2 Department of Environment and Natural Resources, Payame Noor University, P.O. Box 19395-3697 Tehran, Iran

10.33945/SAMI/AJGC/2020.1.7

Abstract

In this research work, TiO2-SiO2/alginate nanocomposite with high surface area has been prepared and applied as adsorbent for the removal of azo dye methyl orange from aqueous solutions. Characteristics of phases and crystallite size of TiO2-SiO2/alginate nanocomposite were obtained from XRD and the surface area and pore size distribution were achieved from BET and BJH analysis methods. TiO2-SiO2/alginate nanocomposite with pure anatase phase, the average crystallite size of 8.3 nm, has specific surface area of 188.4 m2/g–1. To find the nature of adsorption procedure, the equilibrium adsorption isotherms were investigated. The linear correlation coefficients of Langmuir, Freundlich and Temkin isotherms were obtained. Based on results, Langmuir isotherm model fitted the experimental data better than the other models.
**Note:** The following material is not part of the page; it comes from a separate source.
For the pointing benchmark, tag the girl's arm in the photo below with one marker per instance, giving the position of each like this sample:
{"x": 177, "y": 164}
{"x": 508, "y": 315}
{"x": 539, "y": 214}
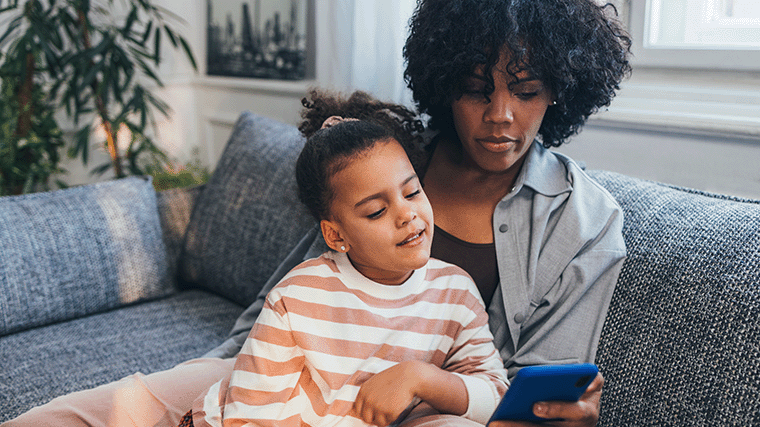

According to the Langmuir isotherm model, the maximum adsorption capacity of TiO2-SiO2/alginate nanocomposite for sequestering methyl orange was about 68.85 mg/ . Furthermore, negative ΔG0 and ΔH0 values obtained through thermodynamic investigation indicated that the adsorption of methyl orange onto TiO2-SiO2/alginate nanocomposite was simultaneous and exothermic in nature, respectively.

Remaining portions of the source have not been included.